新卒2年目フロントエンジニアが1年間を振り返ってみた

こんにちは。新卒2年目でウェブフロントエンドエンジニアの久保です。この一年で様々なプロジェクトに関わらせていただき、今回はその軌跡を振り返ってみました。

ニジ★スタの立ち上げ

ニジ★スタには内定者の頃から配属され、ウェブフロントエンドをメインに開発を行っていました。

ニジ★スタについて

ニジ★スタとは、「オタク業界に風穴を開ける」を合言葉に、独自の切り口からオタクコンテンツを発信、声優・アニメへ虹を架けるべく誕生した新しいメディアです。

声優さんやアニメ監督、ゲームや各種イベントについてオリジナルの記事を毎日配信しています。

ニジ★スタの立ち上げとRiot.jsの導入の経緯

サービスの設計や記事作成については配属されたときには先行して進んでいる状態で、システム側はリリースに向けて、短期間での開発を要求されている状態でした。またゼロベースでの開発だったため、フロントエンド開発の環境構築からフレームワークの選定なども任されました。

その当時の開発体制は、サーバーサイドが2人、フロントエンドとデザイナーが1人でした。短期間でクオリティの高いウェブサービスを開発するため、フレームワークを導入するに際して気にしていたのが、学習・導入コストが小さく、またデザイナーがHTML・CSSなどのコーディングができたので、デザイナーがビューの実装までできるようなものが理想でした。

そこで、導入したのがRiot.jsです。

Riot.jsについて

Riot.jsは、コンポーネント指向によるウェブフロントエンドのUIライブラリです。類似のライブラリとしてはReact.jsやAngular2があります。Webページの高速化においては、ページあたりの通信量を少しでも減らすことがとても重要になってきます。同じくコンポーネント指向に則ったライブラリであるReact.jsやAngular2と比較して、Riot.jsは非常に軽量である点が採用のポイントとなりました。

また、タグの記述にHTML・CSS・JavaScriptをそのまま記述できるため、先述したデザイナーのビュー実装についても学習コストを軽減でき、開発スピードの向上に大きく貢献しました。

環境構築

Riot.jsの環境を構築するにあたって、以下のようなライブラリを用いました。

  • gulp
  • nodebrew
  • browserify
  • BrowserSync

特に目新しいライブラリは導入しておらず、比較的情報の多く、枯れたライブラリを採用し、極力学習コストをかけないように意識しました。

リリースと開発チームのマネジメント

8月にベータ版という形でリリースし、ユーザの動向に合わせて、毎週のように機能の改善を行いました。しかし、とにかく短期間での開発完了が求められていたためリファクタリング等に十分時間が避けず、機能の追加開発には苦労しました。

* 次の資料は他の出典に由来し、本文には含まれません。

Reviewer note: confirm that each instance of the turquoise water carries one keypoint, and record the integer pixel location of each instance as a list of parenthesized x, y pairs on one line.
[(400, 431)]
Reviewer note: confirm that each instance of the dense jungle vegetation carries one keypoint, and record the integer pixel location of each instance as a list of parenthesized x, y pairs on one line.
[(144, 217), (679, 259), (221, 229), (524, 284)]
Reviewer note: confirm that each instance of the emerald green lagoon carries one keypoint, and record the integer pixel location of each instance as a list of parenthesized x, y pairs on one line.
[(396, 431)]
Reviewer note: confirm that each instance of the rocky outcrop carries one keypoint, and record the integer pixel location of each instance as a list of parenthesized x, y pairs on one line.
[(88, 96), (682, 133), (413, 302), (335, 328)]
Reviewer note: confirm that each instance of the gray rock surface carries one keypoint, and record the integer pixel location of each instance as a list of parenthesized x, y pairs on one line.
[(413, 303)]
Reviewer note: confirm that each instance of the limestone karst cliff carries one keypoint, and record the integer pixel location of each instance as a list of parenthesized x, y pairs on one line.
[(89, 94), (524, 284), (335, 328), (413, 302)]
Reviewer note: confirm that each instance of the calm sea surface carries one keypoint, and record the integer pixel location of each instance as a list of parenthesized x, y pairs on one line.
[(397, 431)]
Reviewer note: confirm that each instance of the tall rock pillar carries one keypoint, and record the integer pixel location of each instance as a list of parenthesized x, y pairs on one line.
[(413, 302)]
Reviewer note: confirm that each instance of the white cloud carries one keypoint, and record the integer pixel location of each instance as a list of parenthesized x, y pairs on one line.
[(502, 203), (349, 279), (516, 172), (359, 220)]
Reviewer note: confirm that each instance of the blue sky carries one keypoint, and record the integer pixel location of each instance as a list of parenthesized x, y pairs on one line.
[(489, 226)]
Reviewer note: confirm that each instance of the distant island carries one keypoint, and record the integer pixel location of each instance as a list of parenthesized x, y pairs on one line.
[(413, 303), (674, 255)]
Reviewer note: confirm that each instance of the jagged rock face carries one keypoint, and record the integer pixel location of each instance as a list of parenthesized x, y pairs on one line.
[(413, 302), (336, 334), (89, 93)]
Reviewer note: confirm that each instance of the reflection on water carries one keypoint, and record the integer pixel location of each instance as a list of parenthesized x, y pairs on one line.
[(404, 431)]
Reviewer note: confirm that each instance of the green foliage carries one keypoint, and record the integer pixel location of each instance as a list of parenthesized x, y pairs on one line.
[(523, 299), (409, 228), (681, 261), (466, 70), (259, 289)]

また、開発チームのマネジメントについても任せていただきました。工数の見積もりから開発のスケジューリング、企画職や営業職の方との方針のすり合わせは、初めてで慣れないことも多く大変でした。ですが、新卒ながらチームのマネジメントについての知見を貯めることができて、思い返すといい経験ができたと感じています。

データマイニングチームへのチャレンジ

ニジ★スタの開発の次は、データマイニング(DM)チームで社内ツールのウェブフロントの開発を行いました。

社内向けブラウザ拡張の開発

異動後、最初に任されたのが社内ツールのブラウザ拡張開発でした。

弊社のマーケティングチームでは、配信しているゲームタイトルの各種数値を毎日時間をかけてチェックしていました。そこで、各タイトルごとの代表的な数値をグラフ・表にして、設定した時間になれば自動でポップアップ表示する機能を持つブラウザ拡張機能を開発しました。

こちらは社内で好評をいただき、グループ内にも展開の要望があるようです。

現在取り組んでいること

現在は、フロントエンジニアとして新規プロジェクトのフロント開発を行っています。こちらも最新の技術を用い、市場に無い新しい価値を生み出すサービスとなっています。ご期待下さい。

また同時に、Pythonを用いて各タイトルのデータを機械学習で分析し、マーケティングに活かす取り組みも行っています。このように、フロントエンドの枠にとらわれず色々な経験を積むことでより幅広い領域で活躍できるエンジニアになれればと思います。

まとめと抱負

2年目になったので、この1年やってきたことを振り返りました。ニジ★スタでは、立ち上げからリリース、チームマネジメントまで担当でき、新卒ながら貴重な体験ができたと感じます。

現在はDMチームに配属されていることもあり、プロジェクト横断で便利なツール群の開発を行う反面、技術的な観点でも様々なことにチャレンジできればと思っています。

また、データマイニングチーム所属ということもあり、データ分析についてのツールを開発することが多いので、これを機にデータ分析や機械学習など、やったことのない領域についても積極的に取り組んでいければと思います。